Comprehensive Internationalization


Integrated Global Perspective is Critical to KU Mission

Comprehensive internationalization is fundamental to everything we do and recognizes that KU plays a critical role around the world. It aspires to connect all of us at KU to the global community through our research, discovery, and creative activity; through our educational programs; and through our service.

Comprehensive Internationalization

An authentic and integrated global perspective is critical in effectively orienting and aligning our efforts in the service of our mission to “educate leaders, build healthy communities, and make discoveries that change the world.” We gain that perspective and enhance our institutional capacity through comprehensive internationalization. ​The American Council on Education (ACE) defines this as:

A strategic, coordinated framework that integrates policies, programs, initiatives, and individuals to make colleges and universities more globally oriented and internationally connected. In order to foster sustainable and just global engagement, the comprehensive internationalization model embraces an organizational growth mindset. It frames internationalization as an ongoing process rather than a static goal. To that end, it recognizes that all constituents at a college or university—students, faculty, and staff—are learners and central to the institution's equitable, intercultural transformation. Intentional comprehensive internationalization is not an ancillary enterprise, but a means to advance an institution's distinct teaching-research-service mission. In short, effective internationalization cannot happen in a few siloed offices, confined to certain disciplines, or reserved for a limited number of students. Internationalization is a collaborative, integrated ethos, the meaning of which must be discerned by each institution in the context of its unique mission and culture. 

To that end, KU has adopted comprehensive internationalization as part of its core foundations for institutional planning, recognizing that to be successful in achieving our mission we must be of and connected to the world around us. As an integral dimension to our diversity, equity and excellence initiatives, we seek to bring the world’s talent to our university, retain and support that talent in its growth and development and positively transform our world through our discoveries. This requires moving beyond internationalization as a set of discrete services provided by offices within the university to a shared commitment that we collectively and individually internalize and operationalize. Pervasive internationalization profoundly informs the nature and character our actions, how we articulate and understand our identity as a university, and enables unique outcomes in the areas of student success, research and discovery, and in building healthy and vibrant communities as a member of the AAU,as KBOR’s flagship university, and as an accredited R1 under the auspices of the Higher Learning Commission.

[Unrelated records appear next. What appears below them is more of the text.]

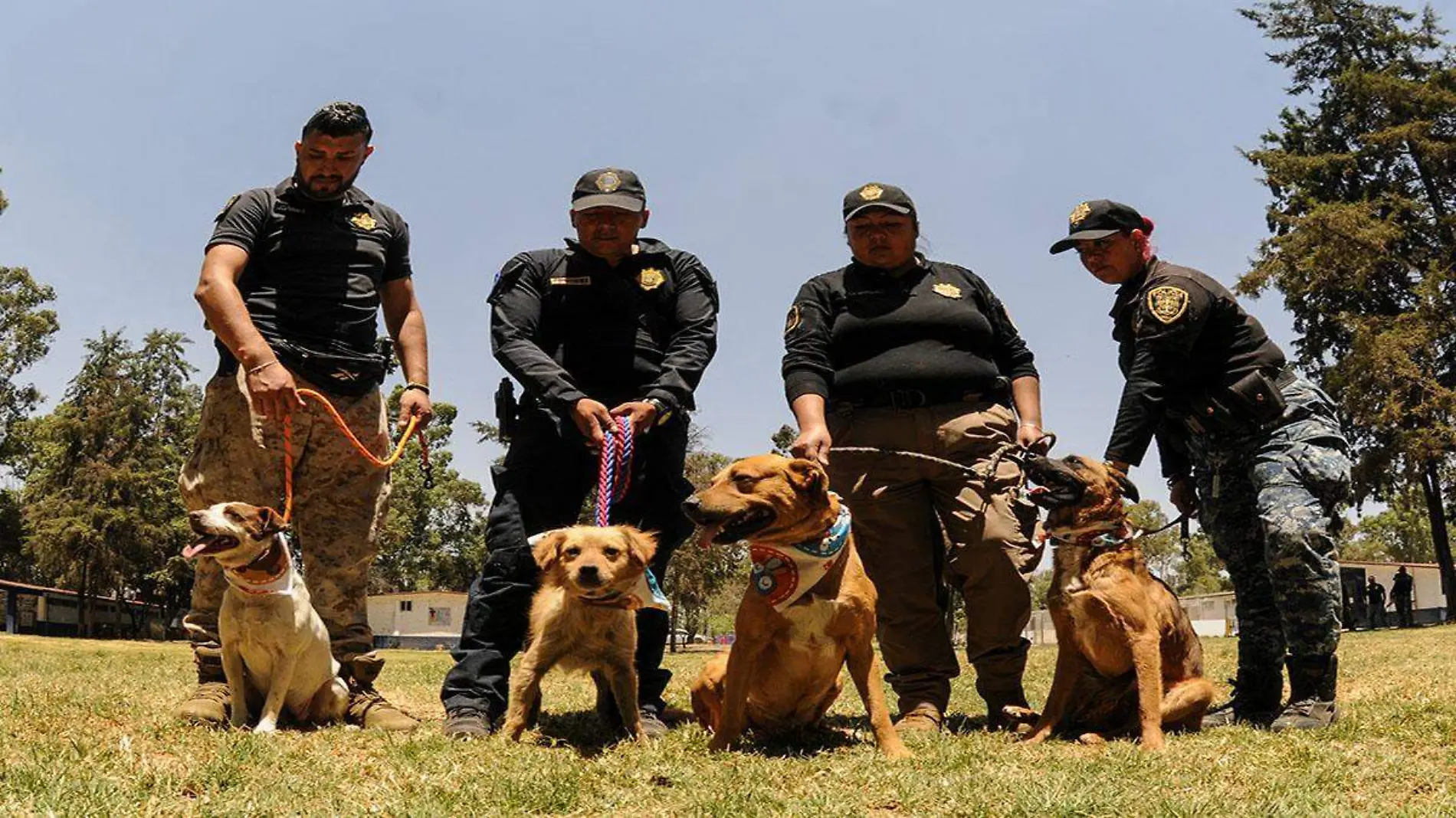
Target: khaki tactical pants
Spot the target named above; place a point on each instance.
(902, 506)
(339, 502)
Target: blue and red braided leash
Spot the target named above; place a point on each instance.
(615, 475)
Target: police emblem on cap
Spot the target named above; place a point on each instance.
(1166, 303)
(609, 182)
(651, 278)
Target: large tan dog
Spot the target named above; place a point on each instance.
(1129, 661)
(582, 617)
(782, 670)
(274, 645)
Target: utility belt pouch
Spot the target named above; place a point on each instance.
(349, 375)
(1257, 398)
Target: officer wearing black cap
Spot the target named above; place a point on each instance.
(909, 357)
(613, 325)
(1245, 443)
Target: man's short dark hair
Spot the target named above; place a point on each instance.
(339, 119)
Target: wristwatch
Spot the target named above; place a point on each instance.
(663, 409)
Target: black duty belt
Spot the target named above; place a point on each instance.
(910, 398)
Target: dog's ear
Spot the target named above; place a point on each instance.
(1129, 489)
(548, 549)
(265, 523)
(807, 476)
(641, 545)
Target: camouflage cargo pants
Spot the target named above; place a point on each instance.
(1270, 502)
(339, 502)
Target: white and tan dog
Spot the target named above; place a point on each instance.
(274, 643)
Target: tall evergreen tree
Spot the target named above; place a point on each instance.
(435, 535)
(1363, 237)
(101, 501)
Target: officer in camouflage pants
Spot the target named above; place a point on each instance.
(1245, 443)
(293, 283)
(1268, 504)
(238, 456)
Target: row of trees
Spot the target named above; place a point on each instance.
(1362, 175)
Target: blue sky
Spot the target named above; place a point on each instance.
(126, 127)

KU has significant internationalization resources and regionally unparalled levels of international activity that have proven critical to the teaching and research efforts of the institution. We have students, faculty members and staff on campus from over 120 countries, our alumni network spans the globe, we are 24th in the nation among public research universities in education abroad participation, we are one of the nation’s top Fulbright scholar producers and we are 7th in the nation in language instruction and area studies expertise, housing five Title VI-funded national resource centers. The ACE lab underscored, however, that KU’s efforts and resources in this space need greater strategic coordination, alignment, and incentivization. We must amplify and strategically build upon the work we are already doing, while creating more inclusive structures, supports and recognition for the international activity occurring across KU’s schools and throughout the disciplines, including the professional schools and STEM fields. Through Jayhawks Rising, we will:

  • Enhance alignment of resources with strategic partnership and programming priorities;
  • Improve tracking and reporting of international activity and accomplishments;
  • Increase recognition and rewards for international activity and associated outcomes.

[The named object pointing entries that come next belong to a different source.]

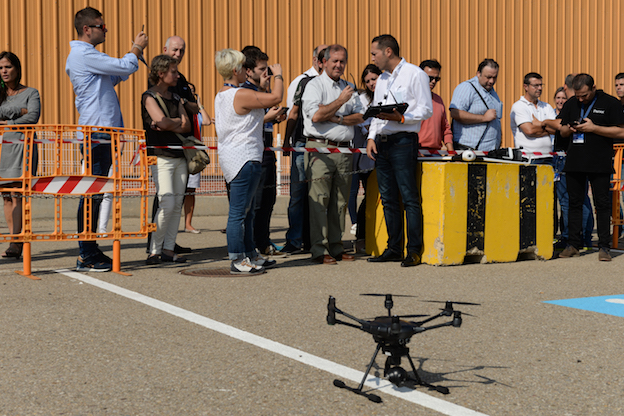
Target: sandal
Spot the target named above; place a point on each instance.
(172, 259)
(14, 251)
(153, 259)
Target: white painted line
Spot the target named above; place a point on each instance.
(339, 370)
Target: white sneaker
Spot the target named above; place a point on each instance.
(245, 266)
(261, 261)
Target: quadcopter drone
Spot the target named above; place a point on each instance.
(392, 334)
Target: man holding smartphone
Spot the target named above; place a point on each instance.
(94, 76)
(592, 119)
(256, 64)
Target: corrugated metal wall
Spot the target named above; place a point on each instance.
(552, 37)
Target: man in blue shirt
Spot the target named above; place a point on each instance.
(94, 75)
(477, 110)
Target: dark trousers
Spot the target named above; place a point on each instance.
(361, 214)
(265, 201)
(101, 161)
(396, 175)
(600, 183)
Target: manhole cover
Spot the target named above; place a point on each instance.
(219, 272)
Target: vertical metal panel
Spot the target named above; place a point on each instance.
(552, 37)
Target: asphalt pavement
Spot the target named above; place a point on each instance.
(160, 342)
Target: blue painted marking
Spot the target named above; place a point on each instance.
(610, 305)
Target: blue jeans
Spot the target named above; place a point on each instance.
(298, 197)
(396, 175)
(240, 234)
(561, 190)
(101, 161)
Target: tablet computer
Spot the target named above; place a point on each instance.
(373, 110)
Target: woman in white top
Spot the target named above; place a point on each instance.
(239, 118)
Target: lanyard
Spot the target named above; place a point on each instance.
(394, 76)
(584, 115)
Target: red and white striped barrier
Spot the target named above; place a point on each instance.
(72, 185)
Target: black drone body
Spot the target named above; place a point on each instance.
(392, 333)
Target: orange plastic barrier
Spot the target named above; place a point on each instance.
(65, 171)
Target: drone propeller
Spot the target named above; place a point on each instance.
(451, 301)
(463, 313)
(388, 294)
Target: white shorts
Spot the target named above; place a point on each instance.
(194, 181)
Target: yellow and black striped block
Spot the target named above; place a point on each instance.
(476, 212)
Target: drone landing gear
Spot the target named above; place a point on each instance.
(372, 397)
(396, 374)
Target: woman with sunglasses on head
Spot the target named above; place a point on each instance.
(239, 114)
(19, 104)
(164, 120)
(361, 162)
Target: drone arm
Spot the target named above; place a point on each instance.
(456, 322)
(442, 325)
(338, 321)
(441, 314)
(332, 310)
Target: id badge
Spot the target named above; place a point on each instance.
(557, 176)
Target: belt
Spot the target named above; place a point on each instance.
(386, 137)
(329, 142)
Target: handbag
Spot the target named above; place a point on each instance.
(196, 159)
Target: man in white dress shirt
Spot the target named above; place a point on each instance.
(393, 143)
(532, 137)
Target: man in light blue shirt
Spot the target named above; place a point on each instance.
(94, 76)
(477, 110)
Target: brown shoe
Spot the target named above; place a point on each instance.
(568, 252)
(603, 254)
(325, 259)
(345, 257)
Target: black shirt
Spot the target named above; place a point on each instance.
(596, 153)
(161, 138)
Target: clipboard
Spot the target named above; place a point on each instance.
(373, 110)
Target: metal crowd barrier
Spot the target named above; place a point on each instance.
(64, 171)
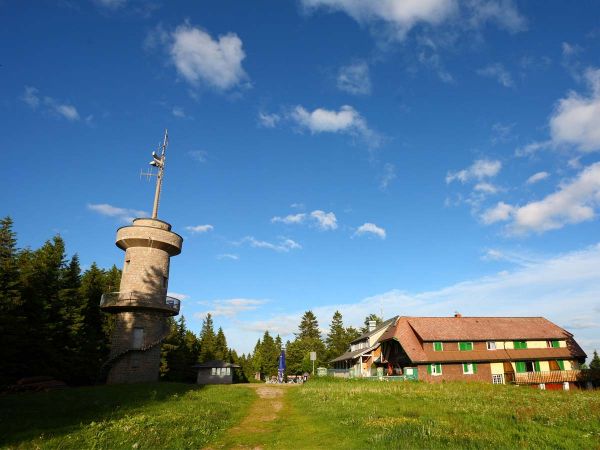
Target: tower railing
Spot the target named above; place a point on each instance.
(134, 299)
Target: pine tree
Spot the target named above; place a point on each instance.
(309, 327)
(338, 339)
(221, 350)
(207, 340)
(378, 320)
(595, 362)
(12, 321)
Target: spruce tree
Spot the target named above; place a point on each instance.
(207, 340)
(595, 362)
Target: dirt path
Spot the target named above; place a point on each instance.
(255, 427)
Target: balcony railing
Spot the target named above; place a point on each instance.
(135, 300)
(552, 376)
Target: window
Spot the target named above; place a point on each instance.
(469, 368)
(138, 338)
(465, 346)
(519, 345)
(498, 378)
(434, 369)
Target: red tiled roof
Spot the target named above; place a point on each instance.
(485, 328)
(411, 332)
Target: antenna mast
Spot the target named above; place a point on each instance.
(159, 162)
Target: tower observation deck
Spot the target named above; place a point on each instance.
(142, 305)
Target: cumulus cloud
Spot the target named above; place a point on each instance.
(125, 215)
(576, 119)
(32, 98)
(289, 219)
(539, 176)
(347, 120)
(268, 120)
(498, 73)
(543, 284)
(372, 229)
(355, 79)
(480, 169)
(574, 202)
(324, 221)
(230, 307)
(202, 60)
(284, 244)
(194, 229)
(398, 17)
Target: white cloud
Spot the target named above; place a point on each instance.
(480, 169)
(284, 245)
(370, 228)
(497, 72)
(123, 214)
(199, 228)
(290, 219)
(324, 221)
(347, 120)
(179, 112)
(486, 188)
(499, 213)
(268, 120)
(200, 59)
(576, 119)
(230, 256)
(52, 106)
(231, 307)
(199, 155)
(355, 79)
(539, 176)
(399, 16)
(111, 4)
(572, 203)
(540, 288)
(388, 175)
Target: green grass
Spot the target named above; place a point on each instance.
(367, 414)
(159, 415)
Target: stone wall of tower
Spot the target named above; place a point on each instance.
(140, 310)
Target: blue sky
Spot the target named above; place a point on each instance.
(415, 158)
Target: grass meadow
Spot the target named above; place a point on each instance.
(324, 413)
(144, 416)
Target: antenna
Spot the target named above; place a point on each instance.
(158, 161)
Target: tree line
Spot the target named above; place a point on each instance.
(51, 324)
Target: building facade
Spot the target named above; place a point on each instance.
(499, 350)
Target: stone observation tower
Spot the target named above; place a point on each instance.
(141, 306)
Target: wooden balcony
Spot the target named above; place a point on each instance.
(552, 376)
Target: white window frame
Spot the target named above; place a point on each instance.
(434, 371)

Organizational changes are needed to enhance access, alignment and impact and to affirm and clearly articulate KU’s identity as a major international research university.

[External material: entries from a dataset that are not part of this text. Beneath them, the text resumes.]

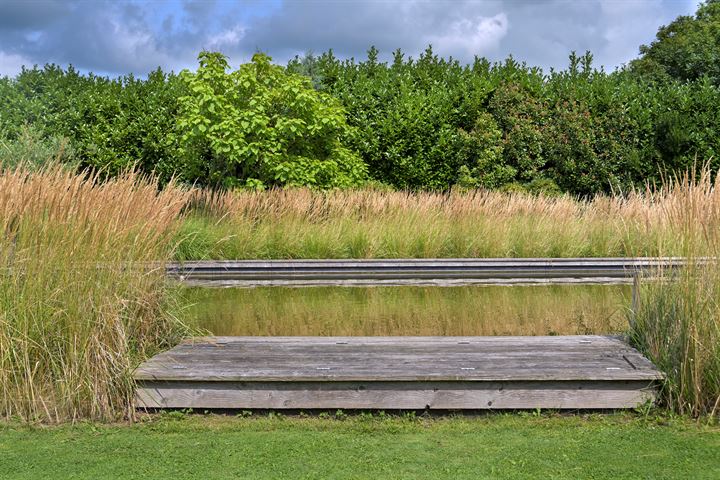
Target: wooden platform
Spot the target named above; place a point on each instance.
(558, 372)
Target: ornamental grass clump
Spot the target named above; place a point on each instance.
(82, 291)
(677, 321)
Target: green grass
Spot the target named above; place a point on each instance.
(493, 446)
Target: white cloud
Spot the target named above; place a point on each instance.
(11, 64)
(226, 38)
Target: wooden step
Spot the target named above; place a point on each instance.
(559, 372)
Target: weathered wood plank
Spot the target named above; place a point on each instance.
(395, 395)
(400, 358)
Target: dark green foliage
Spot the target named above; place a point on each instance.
(425, 123)
(687, 49)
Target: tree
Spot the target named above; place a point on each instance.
(261, 126)
(686, 49)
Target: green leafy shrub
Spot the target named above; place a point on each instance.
(260, 125)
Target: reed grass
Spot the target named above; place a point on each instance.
(79, 303)
(411, 310)
(301, 223)
(677, 322)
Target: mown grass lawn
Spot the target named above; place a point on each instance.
(490, 446)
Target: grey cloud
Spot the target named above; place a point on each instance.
(124, 36)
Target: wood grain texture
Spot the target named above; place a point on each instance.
(400, 359)
(398, 373)
(395, 395)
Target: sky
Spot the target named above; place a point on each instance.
(116, 37)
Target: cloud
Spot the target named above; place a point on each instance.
(11, 64)
(122, 36)
(469, 37)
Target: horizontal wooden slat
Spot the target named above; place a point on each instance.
(364, 271)
(330, 359)
(395, 395)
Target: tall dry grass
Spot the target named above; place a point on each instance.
(677, 323)
(79, 305)
(384, 224)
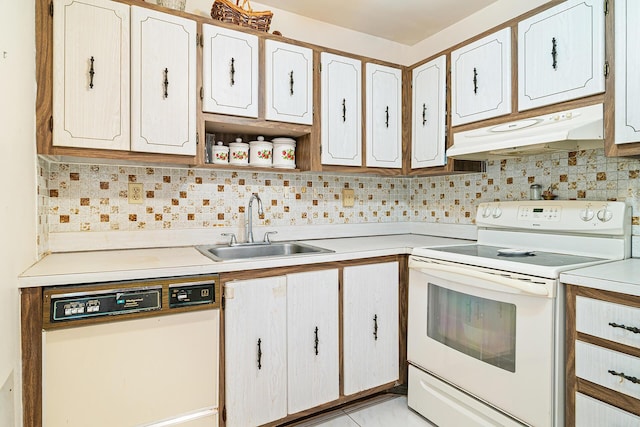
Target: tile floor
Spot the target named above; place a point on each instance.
(383, 411)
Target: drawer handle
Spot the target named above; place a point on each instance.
(344, 110)
(628, 328)
(375, 327)
(623, 376)
(291, 83)
(233, 71)
(475, 81)
(259, 353)
(166, 83)
(424, 114)
(91, 74)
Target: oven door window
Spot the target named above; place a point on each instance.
(482, 328)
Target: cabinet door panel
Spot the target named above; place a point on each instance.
(481, 79)
(384, 116)
(312, 334)
(255, 374)
(230, 72)
(341, 81)
(627, 71)
(289, 83)
(163, 83)
(561, 54)
(429, 115)
(370, 326)
(91, 74)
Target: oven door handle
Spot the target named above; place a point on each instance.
(522, 286)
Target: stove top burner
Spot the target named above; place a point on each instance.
(544, 259)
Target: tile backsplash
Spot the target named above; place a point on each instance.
(94, 197)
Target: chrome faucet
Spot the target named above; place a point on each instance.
(249, 218)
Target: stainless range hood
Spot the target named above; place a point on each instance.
(577, 129)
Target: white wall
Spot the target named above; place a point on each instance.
(17, 174)
(495, 14)
(320, 33)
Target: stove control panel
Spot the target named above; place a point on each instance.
(591, 217)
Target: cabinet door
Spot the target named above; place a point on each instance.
(627, 71)
(429, 114)
(289, 83)
(341, 81)
(384, 116)
(481, 79)
(370, 326)
(255, 351)
(163, 83)
(561, 54)
(230, 72)
(91, 74)
(312, 334)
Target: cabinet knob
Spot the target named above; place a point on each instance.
(166, 83)
(232, 71)
(92, 72)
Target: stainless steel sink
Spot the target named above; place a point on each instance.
(275, 249)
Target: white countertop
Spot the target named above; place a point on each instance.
(131, 264)
(619, 276)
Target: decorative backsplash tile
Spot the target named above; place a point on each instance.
(93, 197)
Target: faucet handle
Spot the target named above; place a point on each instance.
(266, 236)
(233, 241)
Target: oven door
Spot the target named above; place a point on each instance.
(487, 332)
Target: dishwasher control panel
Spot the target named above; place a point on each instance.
(183, 294)
(81, 305)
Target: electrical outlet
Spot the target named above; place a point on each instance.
(136, 194)
(348, 197)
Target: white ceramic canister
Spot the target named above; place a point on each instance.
(260, 152)
(238, 152)
(284, 153)
(220, 154)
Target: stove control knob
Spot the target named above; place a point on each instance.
(587, 214)
(605, 214)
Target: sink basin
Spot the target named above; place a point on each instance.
(276, 249)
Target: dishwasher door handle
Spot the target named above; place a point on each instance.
(432, 268)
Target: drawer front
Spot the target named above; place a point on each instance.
(591, 412)
(614, 322)
(593, 363)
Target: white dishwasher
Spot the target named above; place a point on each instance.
(137, 353)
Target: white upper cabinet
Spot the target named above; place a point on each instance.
(370, 326)
(627, 71)
(384, 116)
(288, 83)
(230, 72)
(255, 351)
(561, 54)
(429, 114)
(91, 74)
(163, 83)
(341, 119)
(481, 79)
(312, 335)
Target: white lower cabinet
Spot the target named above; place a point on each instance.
(255, 351)
(312, 334)
(370, 326)
(281, 346)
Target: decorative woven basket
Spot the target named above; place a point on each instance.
(243, 15)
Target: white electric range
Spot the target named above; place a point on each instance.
(486, 320)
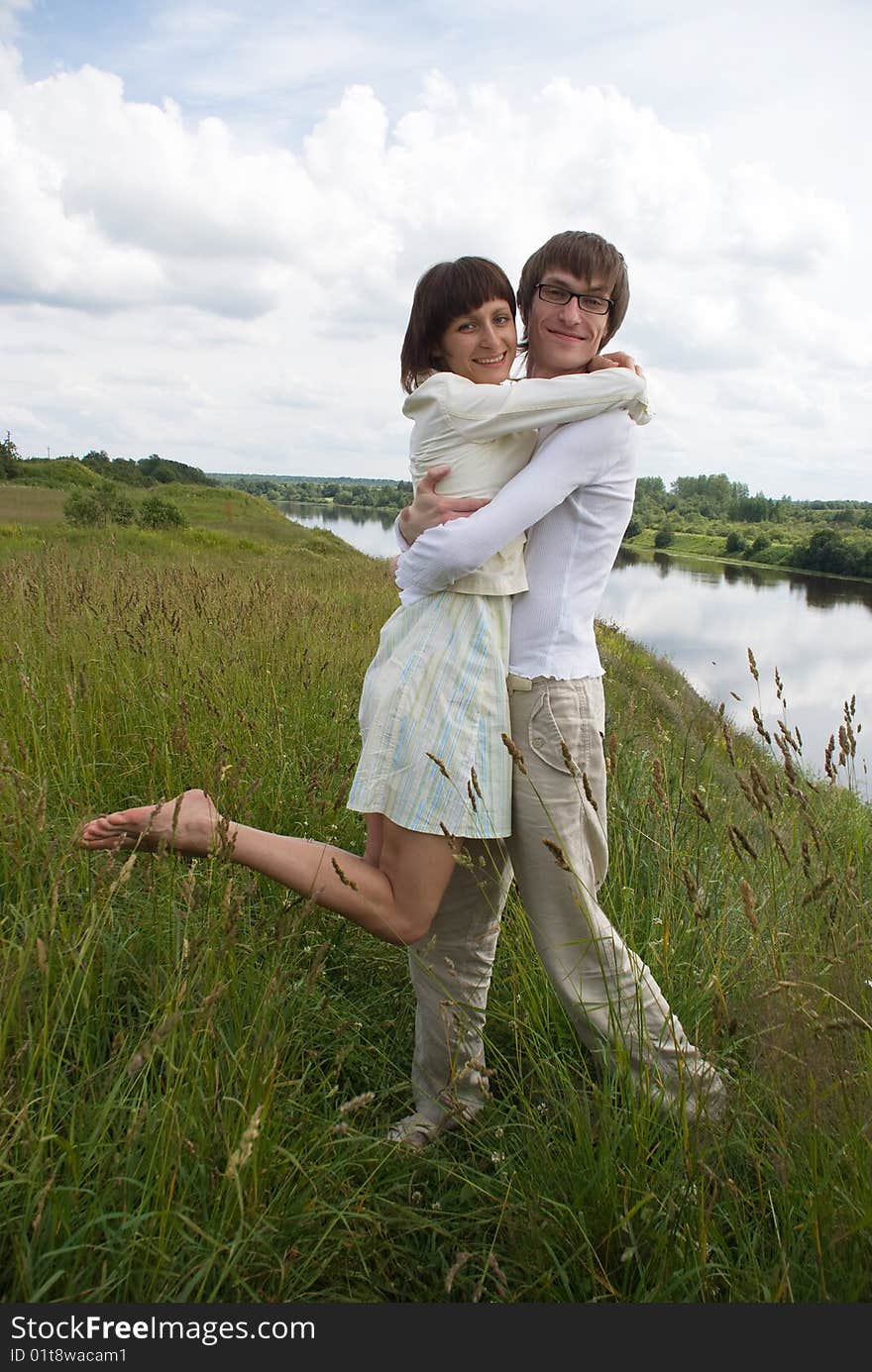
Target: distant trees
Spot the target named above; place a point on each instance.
(665, 535)
(9, 460)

International Affairs will partner with academic and administrative leadership on the development of unit-level internationalization plans that are reflective of the three overarching priorities under Jayhawks Rising.

  • Unit-Level Benchmarking: Assess the number of staff and faculty members who have pursued professional development opportunities related to intercultural competency; the number of undergraduates and graduate students who have studied abroad, broken down by key KU student demographic populations and field of study; faculty participation in international conferences; grant-related activity tied to international work or collaborators abroad; publication numbers with co-authors from outside the U.S.; unit efforts to support the professional development and career placement of domestic students with entities that have an international footprint; unit efforts to support the professional development and career placement of international students; levels of Endowment support that are aligned specifically with unit-level international activity.
  • Input and Outcome Metrics:  Establish input and outcome metrics that capture faculty, student, and staff international activity related to KU’s internationalization goals of strategic partnership development; degree-relevant outbound student mobility at the undergraduate and graduate levels (study, research, service learning, internships), intercultural competency development of staff, faculty and students; international diversification of the student population; curriculum internationalization; faculty research engagement; transnational scholarship that engages non-American authors and topics; and international performances and exhibits.
  • Unit-Level Goal Setting for Internationalization: Using the benchmarking data and income/outcome metrics most relevant to your unit, set goals for unit-level internationalization and articulate a timeline for achieving those goals.
  • Staff and Faculty Performance Expectation-Setting: Distill unit-level internationalization goals into individually tailored goal setting and performance expectations.